I have 558 games on Steam. Almost exclusively from Humble Bundle orders, I've
installed and played maybe 30-40, and that's because I've made a concerted
effort the last year or so. I have another 100+ on GOG.com, mostly titles from
my childhood and teen years I've convinced myself I'll some day have time to
pick up and finally complete. I can relate.

> Plus a lot of those games are being pirated by kids who don't have bank
> accounts and/or are not mature enough to realize that pirating hurts people.

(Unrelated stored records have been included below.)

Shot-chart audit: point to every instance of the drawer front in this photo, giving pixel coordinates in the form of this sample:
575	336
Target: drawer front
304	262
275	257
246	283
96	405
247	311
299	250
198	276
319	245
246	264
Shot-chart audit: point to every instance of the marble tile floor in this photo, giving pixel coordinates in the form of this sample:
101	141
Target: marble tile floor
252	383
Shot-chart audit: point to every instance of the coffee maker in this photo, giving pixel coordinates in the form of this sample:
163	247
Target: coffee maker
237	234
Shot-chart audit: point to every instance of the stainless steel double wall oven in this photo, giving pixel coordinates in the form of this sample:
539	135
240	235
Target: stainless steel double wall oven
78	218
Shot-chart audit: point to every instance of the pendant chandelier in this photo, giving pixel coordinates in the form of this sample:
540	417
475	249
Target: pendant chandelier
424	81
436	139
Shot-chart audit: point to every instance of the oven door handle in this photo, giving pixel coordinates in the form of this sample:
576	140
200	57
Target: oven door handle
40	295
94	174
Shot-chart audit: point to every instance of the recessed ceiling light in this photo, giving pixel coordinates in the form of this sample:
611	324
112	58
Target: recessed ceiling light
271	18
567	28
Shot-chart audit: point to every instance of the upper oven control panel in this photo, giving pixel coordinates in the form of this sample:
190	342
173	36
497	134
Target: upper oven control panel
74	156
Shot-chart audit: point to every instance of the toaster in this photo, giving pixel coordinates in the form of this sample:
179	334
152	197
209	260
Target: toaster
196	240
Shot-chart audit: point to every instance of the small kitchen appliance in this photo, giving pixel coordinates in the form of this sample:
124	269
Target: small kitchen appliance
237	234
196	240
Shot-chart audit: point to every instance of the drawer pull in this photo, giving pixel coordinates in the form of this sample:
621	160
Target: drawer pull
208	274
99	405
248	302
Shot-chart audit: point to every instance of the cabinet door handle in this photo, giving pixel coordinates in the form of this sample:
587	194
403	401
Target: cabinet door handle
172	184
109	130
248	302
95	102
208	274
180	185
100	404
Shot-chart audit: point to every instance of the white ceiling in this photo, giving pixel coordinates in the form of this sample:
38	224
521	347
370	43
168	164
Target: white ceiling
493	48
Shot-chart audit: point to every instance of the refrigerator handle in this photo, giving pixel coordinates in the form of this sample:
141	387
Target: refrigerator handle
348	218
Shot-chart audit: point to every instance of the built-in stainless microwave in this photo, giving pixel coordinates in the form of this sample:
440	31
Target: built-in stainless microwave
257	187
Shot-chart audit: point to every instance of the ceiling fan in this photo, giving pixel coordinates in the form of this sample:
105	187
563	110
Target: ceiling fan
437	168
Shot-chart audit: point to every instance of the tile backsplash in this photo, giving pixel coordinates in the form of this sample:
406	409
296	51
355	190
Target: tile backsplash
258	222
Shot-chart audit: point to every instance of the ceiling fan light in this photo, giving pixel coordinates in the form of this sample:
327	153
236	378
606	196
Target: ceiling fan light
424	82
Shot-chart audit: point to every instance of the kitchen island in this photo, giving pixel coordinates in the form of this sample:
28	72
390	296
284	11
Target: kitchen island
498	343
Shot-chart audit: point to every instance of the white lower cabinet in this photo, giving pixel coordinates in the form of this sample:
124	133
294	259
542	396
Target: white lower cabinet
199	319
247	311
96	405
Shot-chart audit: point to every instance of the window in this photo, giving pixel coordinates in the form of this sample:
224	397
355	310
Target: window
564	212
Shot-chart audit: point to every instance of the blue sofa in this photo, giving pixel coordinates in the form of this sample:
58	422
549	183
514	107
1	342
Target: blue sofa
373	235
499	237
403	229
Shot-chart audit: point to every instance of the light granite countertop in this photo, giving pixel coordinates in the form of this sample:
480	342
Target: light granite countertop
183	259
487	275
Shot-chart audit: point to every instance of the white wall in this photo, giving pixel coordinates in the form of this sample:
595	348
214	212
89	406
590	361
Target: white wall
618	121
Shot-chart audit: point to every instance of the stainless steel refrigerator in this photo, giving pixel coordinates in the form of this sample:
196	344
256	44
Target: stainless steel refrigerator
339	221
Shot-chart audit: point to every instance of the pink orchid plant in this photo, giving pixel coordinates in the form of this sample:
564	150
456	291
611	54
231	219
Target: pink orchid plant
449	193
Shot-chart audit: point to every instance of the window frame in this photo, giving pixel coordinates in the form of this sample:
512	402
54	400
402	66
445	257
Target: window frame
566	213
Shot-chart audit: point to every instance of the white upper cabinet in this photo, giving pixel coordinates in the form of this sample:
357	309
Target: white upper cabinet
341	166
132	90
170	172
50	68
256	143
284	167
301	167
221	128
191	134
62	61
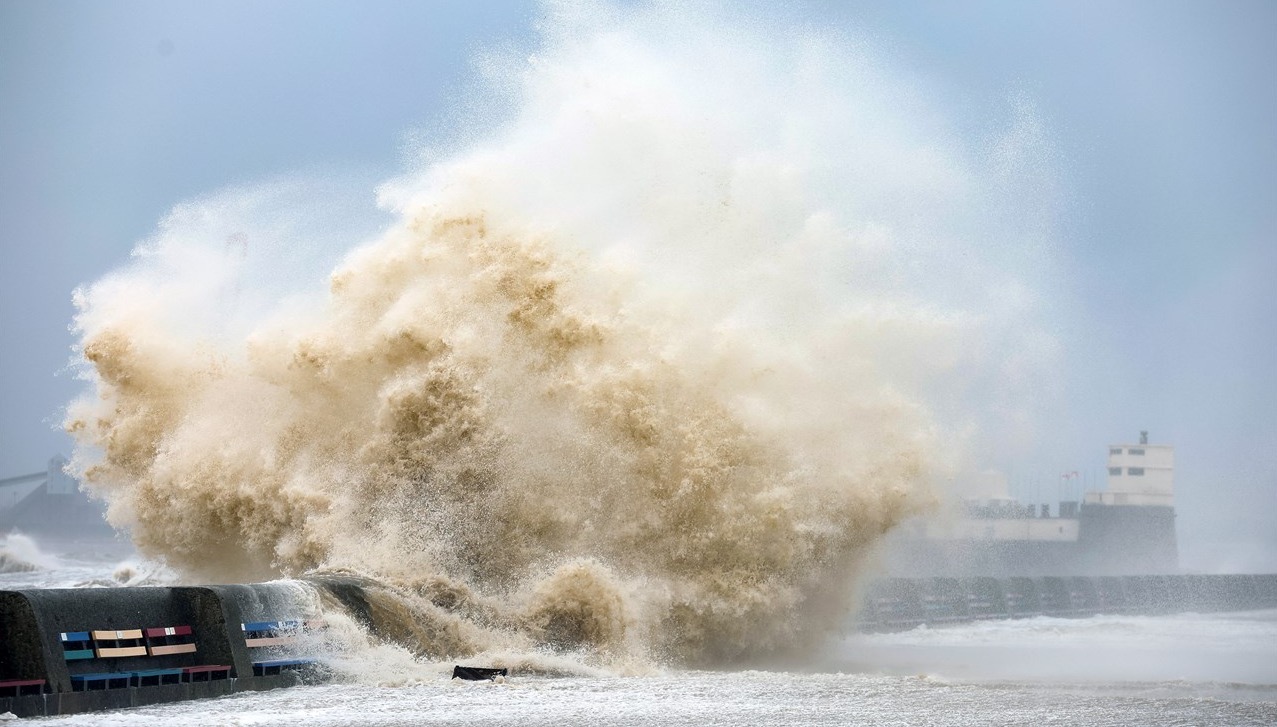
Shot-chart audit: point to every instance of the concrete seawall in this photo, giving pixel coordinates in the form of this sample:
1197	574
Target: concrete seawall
895	603
41	631
69	650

Yes, that was me. The vast majority I never played beyond trying out to see if
I liked them (thus my original question). The few that I didn't buy that I did
pirate and liked? Well, see the GOG.com note above (but a lot of those are
ones I bought _twice_ , or in that case of M&M II or some of the Ultima
Series, 3+ times...).

Edit: A portion that was supposed to be offset as a quote wasn't.

------
legohead
Getting some insight from the pirates would be interesting. If a pirate is
detected, pop up a quick radio selection box:

Thank you for playing the game. I noticed you pirated it and would like to
know why (you can still play the game):

* I can't afford the price

* My parents wont let me buy games

* I want to try the game free first

* I believe games should be free

* My computer is old and I don't know if it can play this game

etc..

We did this on our site when someone downvotes our content, and it gave us
valuable feedback.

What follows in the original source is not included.